Pre-defence seminar with Anne Mette Jørgensen

Moving archives: Remembering industrialization in Greenland

External examiner: Professor Ton Otto, Aarhus University

Abstract:  

The post-colonial nation of Greenland is in these decades re-orienting its history writings by the agency of historians, a reconciliation committee, professional culture agents as authors, filmmakers, artists and others. Images of the past impact on our possible futures (Connerton) and as Greenland aims for increasing independence in the Unity of the Realm with Denmark and the Faroe Islands memory gains increased pertinence and the question of local agency in history becomes central.

The decades of intense industrialization in Greenland have hitherto mainly been described in negative terms, as abrupt social and cultural changes that destroyed traditional life styles. Dominant narratives have focused on rupture, trauma, ‘loss of identity’ and alienation in a new, modern world, indicating a continuity with today’s heavy social challenges. These narratives tend to obliterate nuances, efface variation and ignore local agency.

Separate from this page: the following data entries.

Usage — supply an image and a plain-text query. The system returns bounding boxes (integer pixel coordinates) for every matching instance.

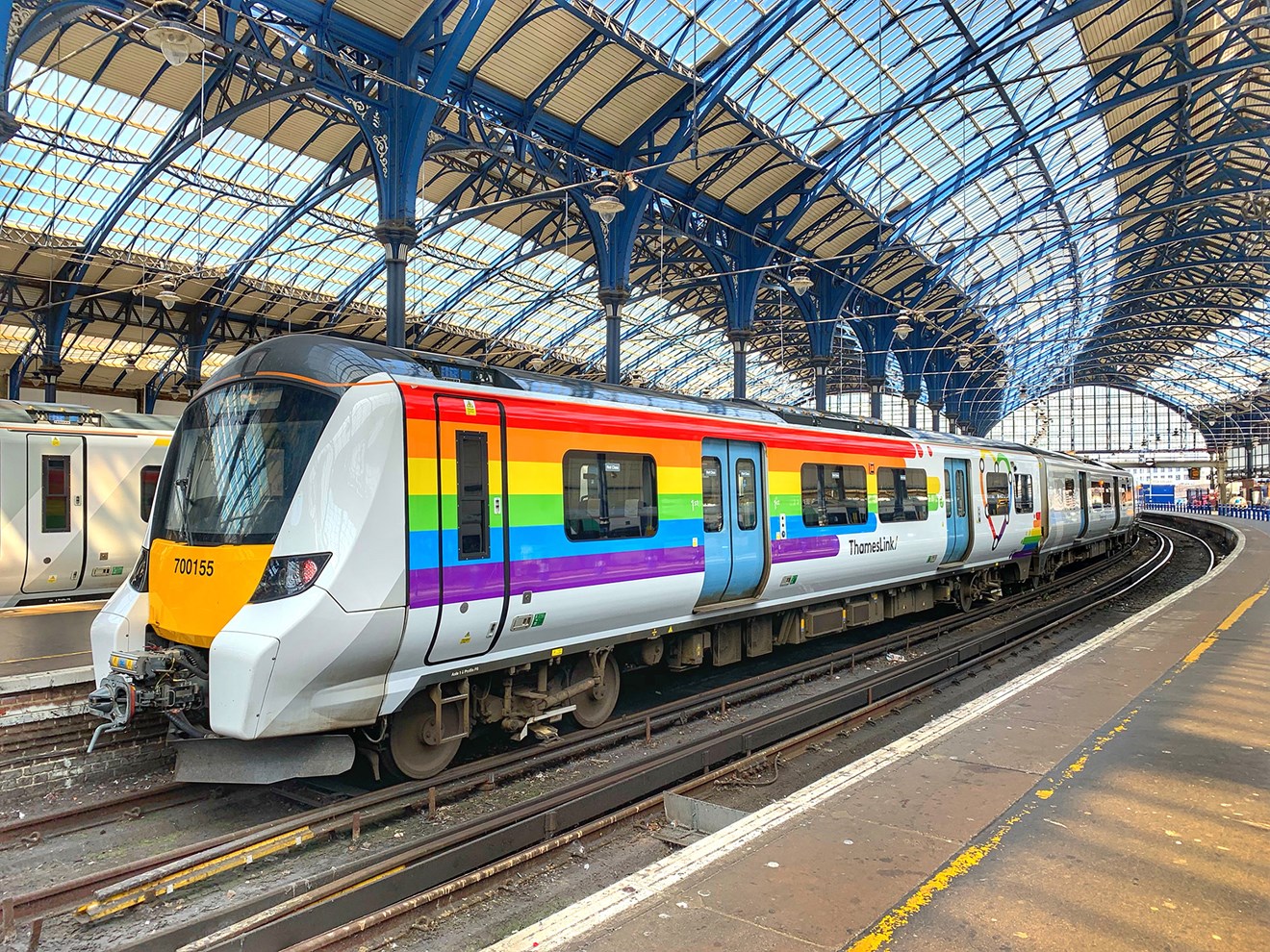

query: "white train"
[0,400,175,608]
[90,337,1135,782]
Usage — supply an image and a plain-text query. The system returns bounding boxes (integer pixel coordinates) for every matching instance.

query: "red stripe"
[402,385,917,457]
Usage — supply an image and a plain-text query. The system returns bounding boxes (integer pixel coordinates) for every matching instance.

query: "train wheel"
[569,651,621,727]
[388,690,462,781]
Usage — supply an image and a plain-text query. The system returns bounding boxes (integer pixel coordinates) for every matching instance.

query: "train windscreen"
[154,381,337,546]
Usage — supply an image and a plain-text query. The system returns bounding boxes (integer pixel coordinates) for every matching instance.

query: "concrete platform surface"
[0,600,106,682]
[491,523,1270,952]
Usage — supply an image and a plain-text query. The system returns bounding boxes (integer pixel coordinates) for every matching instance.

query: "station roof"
[0,0,1270,432]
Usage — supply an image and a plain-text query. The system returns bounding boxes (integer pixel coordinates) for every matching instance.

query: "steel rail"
[139,535,1174,952]
[4,533,1153,924]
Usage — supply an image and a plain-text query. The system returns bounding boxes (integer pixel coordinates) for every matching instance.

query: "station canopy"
[0,0,1270,432]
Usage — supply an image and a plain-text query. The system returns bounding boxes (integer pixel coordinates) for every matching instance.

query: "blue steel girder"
[46,49,292,363]
[203,138,372,341]
[699,233,775,332]
[754,0,1132,239]
[897,3,1270,237]
[950,132,1258,298]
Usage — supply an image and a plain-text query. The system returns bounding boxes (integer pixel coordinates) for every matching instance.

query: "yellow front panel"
[150,539,273,647]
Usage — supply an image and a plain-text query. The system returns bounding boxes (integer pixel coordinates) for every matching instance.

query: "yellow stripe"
[845,709,1138,952]
[75,826,314,921]
[0,649,91,664]
[1174,586,1270,674]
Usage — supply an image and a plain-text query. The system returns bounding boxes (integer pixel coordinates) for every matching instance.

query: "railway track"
[5,522,1208,949]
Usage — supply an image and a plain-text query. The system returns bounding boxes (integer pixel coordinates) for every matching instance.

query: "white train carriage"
[0,400,175,608]
[90,337,1132,782]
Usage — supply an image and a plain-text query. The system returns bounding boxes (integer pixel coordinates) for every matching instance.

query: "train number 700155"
[176,559,216,575]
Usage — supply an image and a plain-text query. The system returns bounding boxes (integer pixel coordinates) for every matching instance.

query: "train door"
[21,433,85,592]
[944,460,970,563]
[1076,472,1090,539]
[427,395,511,664]
[698,439,769,606]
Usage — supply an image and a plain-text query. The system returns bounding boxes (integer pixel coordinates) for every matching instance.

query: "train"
[89,335,1136,783]
[0,400,176,608]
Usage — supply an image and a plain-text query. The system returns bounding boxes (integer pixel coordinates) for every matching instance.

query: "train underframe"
[89,535,1132,782]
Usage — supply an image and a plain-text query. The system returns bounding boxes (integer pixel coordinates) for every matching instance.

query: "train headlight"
[128,548,150,591]
[251,552,330,602]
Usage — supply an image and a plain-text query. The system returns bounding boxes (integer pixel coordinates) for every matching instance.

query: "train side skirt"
[171,734,356,783]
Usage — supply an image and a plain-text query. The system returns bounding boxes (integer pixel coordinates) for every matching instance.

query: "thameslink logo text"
[847,536,900,555]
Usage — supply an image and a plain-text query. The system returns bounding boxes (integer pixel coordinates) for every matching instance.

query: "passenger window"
[802,463,869,528]
[1015,472,1035,513]
[701,456,723,532]
[141,465,159,522]
[984,472,1009,515]
[455,430,489,560]
[564,449,656,542]
[737,460,758,531]
[877,465,929,522]
[42,456,71,532]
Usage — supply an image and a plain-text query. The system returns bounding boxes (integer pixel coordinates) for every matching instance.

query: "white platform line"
[485,529,1245,952]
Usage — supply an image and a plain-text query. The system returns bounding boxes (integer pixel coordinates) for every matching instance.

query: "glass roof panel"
[589,0,1116,406]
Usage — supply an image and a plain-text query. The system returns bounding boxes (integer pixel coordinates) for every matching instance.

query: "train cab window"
[877,465,927,522]
[564,449,656,542]
[737,460,758,532]
[983,472,1009,515]
[42,456,71,532]
[141,465,159,522]
[455,430,489,560]
[1015,472,1036,513]
[701,456,723,532]
[802,463,869,528]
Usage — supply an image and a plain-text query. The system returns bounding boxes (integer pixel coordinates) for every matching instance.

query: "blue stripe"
[409,519,701,568]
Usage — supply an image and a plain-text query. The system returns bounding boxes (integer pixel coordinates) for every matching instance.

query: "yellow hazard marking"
[0,598,106,618]
[1174,586,1270,674]
[150,539,273,647]
[845,709,1138,952]
[0,649,91,664]
[845,584,1270,952]
[75,826,314,921]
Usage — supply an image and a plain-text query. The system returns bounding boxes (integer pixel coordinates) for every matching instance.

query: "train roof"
[207,334,1119,468]
[0,400,176,430]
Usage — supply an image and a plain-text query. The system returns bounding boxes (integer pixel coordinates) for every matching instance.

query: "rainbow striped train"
[90,337,1134,782]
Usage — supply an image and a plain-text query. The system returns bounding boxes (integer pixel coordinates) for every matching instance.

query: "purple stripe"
[410,546,706,608]
[773,536,842,564]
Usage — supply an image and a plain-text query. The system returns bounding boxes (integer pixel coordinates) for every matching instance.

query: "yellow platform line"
[843,584,1270,952]
[843,709,1138,952]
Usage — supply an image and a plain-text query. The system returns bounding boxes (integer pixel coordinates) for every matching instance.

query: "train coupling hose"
[87,674,138,754]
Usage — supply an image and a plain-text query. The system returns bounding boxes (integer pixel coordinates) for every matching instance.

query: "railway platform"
[491,520,1270,952]
[0,600,104,693]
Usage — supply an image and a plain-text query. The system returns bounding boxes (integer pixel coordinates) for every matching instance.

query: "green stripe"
[409,493,701,532]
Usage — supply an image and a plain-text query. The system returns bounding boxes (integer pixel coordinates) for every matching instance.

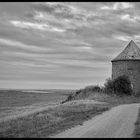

I will argue that when engaging through visuals with people’s memory narratives of these transitional years alternative scenarios emerge. Only certain memories have been shared in public as mediated narratives in museums, on stages, on social or broadcast media, whereas others remain in the private sphere, perhaps in a photo-album, on the phone or in a frame on the wall. In my fieldwork in Greenlandic museum contexts I have in particular observed how archival visuals move people, facilitate and elicit memories and I will contribute to a sub-field of visual memory studies, arguing that visuals may appeal strongly to emotions and thereby qualify memory works. I examine how processes of segregation, affirmation, forgetting and mediating take place, just as I look to the other side of a dialectic inherent in the relation: Sometimes mediated narratives also make an impact on the memory processes of the individual.